Giant Tiger’s new 53-foot containers boast 60 percent more capacity than 40-footers.
Giant Tiger is looking to boost productivity by expanding the physical size of equipment in its network.
The fleet already incorporates long combination vehicles (LCVs), but is now making further investments into 53-foot intermodal containers that boast 60 percent more capacity than traditional 40-footers with standard heights.
“We cube out way before we weigh out,” explains James Johnstone, associate vice-president – transportation, referring to cargo that includes things like fashion items, towels, pillows and stuffed animals.
Fifty such units are already in service, but others are scheduled to set sail from China on Dec. 27.
The 53-foot containers are handled through a transload facility in Vancouver. From there a team cycles them to Montreal. Goods destined for Brampton, Ontario may even move by LCV.
All of the chassis are specified with fuel savings in mind, which means using aerodynamic skirts, along with aluminum wheels, super-single tires, and disc brakes.
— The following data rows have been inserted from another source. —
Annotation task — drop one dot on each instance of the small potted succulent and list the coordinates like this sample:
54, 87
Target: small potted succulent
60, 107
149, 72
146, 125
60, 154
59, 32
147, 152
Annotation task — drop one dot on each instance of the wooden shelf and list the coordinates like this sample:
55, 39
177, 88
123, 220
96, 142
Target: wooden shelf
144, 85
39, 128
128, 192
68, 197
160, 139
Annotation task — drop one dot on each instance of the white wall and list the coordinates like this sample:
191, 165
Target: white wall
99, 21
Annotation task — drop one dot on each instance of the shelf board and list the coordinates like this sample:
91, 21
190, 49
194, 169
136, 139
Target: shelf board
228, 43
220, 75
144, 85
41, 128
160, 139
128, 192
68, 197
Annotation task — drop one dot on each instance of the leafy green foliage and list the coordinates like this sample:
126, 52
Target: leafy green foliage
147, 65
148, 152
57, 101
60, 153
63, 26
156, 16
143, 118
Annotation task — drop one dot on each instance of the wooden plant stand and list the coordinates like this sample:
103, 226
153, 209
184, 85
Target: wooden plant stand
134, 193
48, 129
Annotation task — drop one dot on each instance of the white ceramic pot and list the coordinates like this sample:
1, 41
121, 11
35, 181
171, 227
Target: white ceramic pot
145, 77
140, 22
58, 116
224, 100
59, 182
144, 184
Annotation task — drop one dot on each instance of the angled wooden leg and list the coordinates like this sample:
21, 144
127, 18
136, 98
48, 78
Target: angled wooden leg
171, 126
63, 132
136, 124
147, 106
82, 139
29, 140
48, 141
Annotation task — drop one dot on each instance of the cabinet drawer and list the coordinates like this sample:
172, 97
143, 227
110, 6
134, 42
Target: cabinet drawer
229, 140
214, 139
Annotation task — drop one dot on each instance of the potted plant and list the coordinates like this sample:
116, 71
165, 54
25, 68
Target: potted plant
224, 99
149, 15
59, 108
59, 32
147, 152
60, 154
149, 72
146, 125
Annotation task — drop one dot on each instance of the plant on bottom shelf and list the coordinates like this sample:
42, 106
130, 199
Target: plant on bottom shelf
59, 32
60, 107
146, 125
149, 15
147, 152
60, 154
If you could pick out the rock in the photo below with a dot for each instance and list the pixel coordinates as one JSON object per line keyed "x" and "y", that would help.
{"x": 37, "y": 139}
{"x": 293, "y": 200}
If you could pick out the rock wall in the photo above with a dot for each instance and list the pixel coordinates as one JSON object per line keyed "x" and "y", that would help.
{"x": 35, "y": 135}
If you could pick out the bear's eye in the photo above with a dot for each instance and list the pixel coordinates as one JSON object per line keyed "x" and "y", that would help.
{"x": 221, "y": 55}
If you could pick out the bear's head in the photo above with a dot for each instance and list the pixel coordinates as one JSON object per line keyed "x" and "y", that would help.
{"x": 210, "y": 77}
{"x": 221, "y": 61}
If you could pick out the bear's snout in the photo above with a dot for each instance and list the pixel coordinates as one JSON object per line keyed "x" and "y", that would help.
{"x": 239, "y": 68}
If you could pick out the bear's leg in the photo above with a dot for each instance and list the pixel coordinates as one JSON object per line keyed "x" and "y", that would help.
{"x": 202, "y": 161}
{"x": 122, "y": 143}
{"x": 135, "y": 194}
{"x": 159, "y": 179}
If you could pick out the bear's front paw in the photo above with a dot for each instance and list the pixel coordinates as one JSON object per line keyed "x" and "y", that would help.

The boxes themselves are closer to a U.S. specification because they’re essentially dead weight when empty.
“[We did] everything we could to cut weight down,” Johnstone says. Using fixed 53-foot units rather than extendable versions means there’s no slider to worry about greasing or failing, he adds. “It allows us to add a skirt on a spring-loaded arm.”
Loads weighing 30,000 to 35,000 lb. would be considered heavy, but there are provisions for even heavier loads.
“The only challenges are getting them into the port, and it’s a mad dash getting everything off the ship,” he says.
Because of shipping limitations, the 53-foot containers arrive on smaller ships, and are lashed to the decks and pulled off with cranes. In contrast, 40-foot containers are moved about with massive gantry cranes.
First to 53, then to 60
Another Canadian retail giant, Canadian Tire, was actually the first domestic business to deploy 53-foot containers, and it has since begun using 60-foot units.
“We have built the largest private fleet in Canada, with over 7,000 units in operation,” says Gary Fast, Canadian Tire’s vice-president of transportation, referring to the 53-foot containers.
The retailer has also taken its supersized containers to the next level, becoming the first “anywhere” to use a 60-foot intermodal container.
Canadian Tire now has 153 of the 60-foot units in service, and plans to grow the fleet to 600 such containers by the end of 2021. In total, Canadian Tire is in the process of adding another 1,000 containers to its fleet – a combination of 53- and 60-foot units manufactured in China, meeting a Canadian specification.
While Canadian Tire deployed 53-foot containers in LCV configurations over the road, Fast notes, “not all roads are practical for this application.”
Still, the 53-foot container has been Canadian Tire’s standard, and “poses few challenges, with only a handful of retail locations unable to accommodate deliveries from these units,” Fast says.
The container chassis specified by Canadian Tire are primarily extendable from 40 to 53 feet, or 40 to 60 feet long. The most recent chassis are specified with roll stability for LCV operations, and the retailer specifies 100 percent hot-galvanized chassis for corrosion resistance rather than painted steel.
The containers themselves are shot blasted and a zinc shop primer is used to resist corrosion.
“Moving and external parts such as the hinge, handles, locks and all fasteners have additional galvanization and zinc plating specs,” Fast says. “We line our container walls with plywood and install track to make it easier for our distribution centre teams to secure loads.”